Jan, good point, the fenced I'm using is updated to use the new cpg_model_initialize api. I'll send you a patch with the fenced changes.
Created attachment 407079 [details] Proposed patch Patch which handles POLLNVAL. Also return value of poll is now better handled.

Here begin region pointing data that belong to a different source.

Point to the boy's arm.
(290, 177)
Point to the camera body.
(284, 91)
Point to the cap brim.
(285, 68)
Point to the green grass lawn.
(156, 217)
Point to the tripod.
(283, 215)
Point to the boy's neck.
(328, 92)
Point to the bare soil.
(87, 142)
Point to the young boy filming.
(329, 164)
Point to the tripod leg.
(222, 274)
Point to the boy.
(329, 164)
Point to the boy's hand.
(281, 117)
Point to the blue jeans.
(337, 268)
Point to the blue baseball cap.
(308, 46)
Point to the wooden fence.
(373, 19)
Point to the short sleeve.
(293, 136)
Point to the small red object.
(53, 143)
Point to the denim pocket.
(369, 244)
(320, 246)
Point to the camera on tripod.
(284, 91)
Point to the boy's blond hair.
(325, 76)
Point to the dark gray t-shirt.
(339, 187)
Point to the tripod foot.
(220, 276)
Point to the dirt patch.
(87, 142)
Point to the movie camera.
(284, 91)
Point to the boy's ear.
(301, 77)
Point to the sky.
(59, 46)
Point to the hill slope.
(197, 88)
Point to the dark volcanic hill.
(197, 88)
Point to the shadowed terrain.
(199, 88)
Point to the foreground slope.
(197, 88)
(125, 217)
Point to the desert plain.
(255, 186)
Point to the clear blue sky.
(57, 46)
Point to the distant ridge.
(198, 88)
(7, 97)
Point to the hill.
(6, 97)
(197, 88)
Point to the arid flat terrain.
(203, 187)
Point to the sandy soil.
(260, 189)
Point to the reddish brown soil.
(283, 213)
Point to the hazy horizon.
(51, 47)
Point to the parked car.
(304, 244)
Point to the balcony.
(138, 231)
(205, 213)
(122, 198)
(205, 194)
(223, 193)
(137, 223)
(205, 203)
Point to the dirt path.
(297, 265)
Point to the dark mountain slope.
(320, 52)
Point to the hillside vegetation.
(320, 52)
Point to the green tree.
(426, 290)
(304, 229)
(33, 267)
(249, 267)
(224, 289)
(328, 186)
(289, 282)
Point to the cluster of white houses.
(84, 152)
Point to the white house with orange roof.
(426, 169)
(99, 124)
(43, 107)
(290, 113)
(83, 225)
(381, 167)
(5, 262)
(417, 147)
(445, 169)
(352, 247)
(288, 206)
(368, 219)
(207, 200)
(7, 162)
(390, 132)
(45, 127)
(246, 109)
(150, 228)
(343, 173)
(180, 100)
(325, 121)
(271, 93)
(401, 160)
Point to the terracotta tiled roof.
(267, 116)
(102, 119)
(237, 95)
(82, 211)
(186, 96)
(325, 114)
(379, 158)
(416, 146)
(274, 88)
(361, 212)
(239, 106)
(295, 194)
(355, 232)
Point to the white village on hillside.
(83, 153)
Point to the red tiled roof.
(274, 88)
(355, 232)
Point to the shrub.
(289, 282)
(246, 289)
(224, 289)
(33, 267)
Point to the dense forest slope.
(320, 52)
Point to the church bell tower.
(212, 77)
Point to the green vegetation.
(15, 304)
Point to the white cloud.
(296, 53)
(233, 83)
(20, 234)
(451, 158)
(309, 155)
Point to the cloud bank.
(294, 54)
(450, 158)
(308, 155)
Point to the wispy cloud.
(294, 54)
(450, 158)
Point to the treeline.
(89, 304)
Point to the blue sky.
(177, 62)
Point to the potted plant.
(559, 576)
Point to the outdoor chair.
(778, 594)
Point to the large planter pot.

Thanks, I'll try the patch. Sorry I didn't get you the fenced patch I'm using, I was too busy debugging it and forgot.
Honza, using the patch, I've tried both tests above a couple times and have not see fenced get stuck. I'll try a few more times next week and let you know.
Created attachment 407208 [details] fenced patch using new cpg api Here's the fenced version that I was seeing troubles with in case you'd like to try it.
Dave, I was trying reproduce the bug (without patch I sent and WITH fenced patch you sent) - unsuccessfully. Are you using Fedora rawhide? If so, it looks for me like incompatibility in way how poll works and what returns in new kernel?/glibc?/???. Anyway that coroipcc part was not very well written, so patch should be included in corosync.
Tried this several more times using the patch and haven't seen the hang, so I suggest we call it a fix. (Using F12 with recent devel kernel.)
Patch is now included in upstream as svn revision 2789, so I'm closing this bug.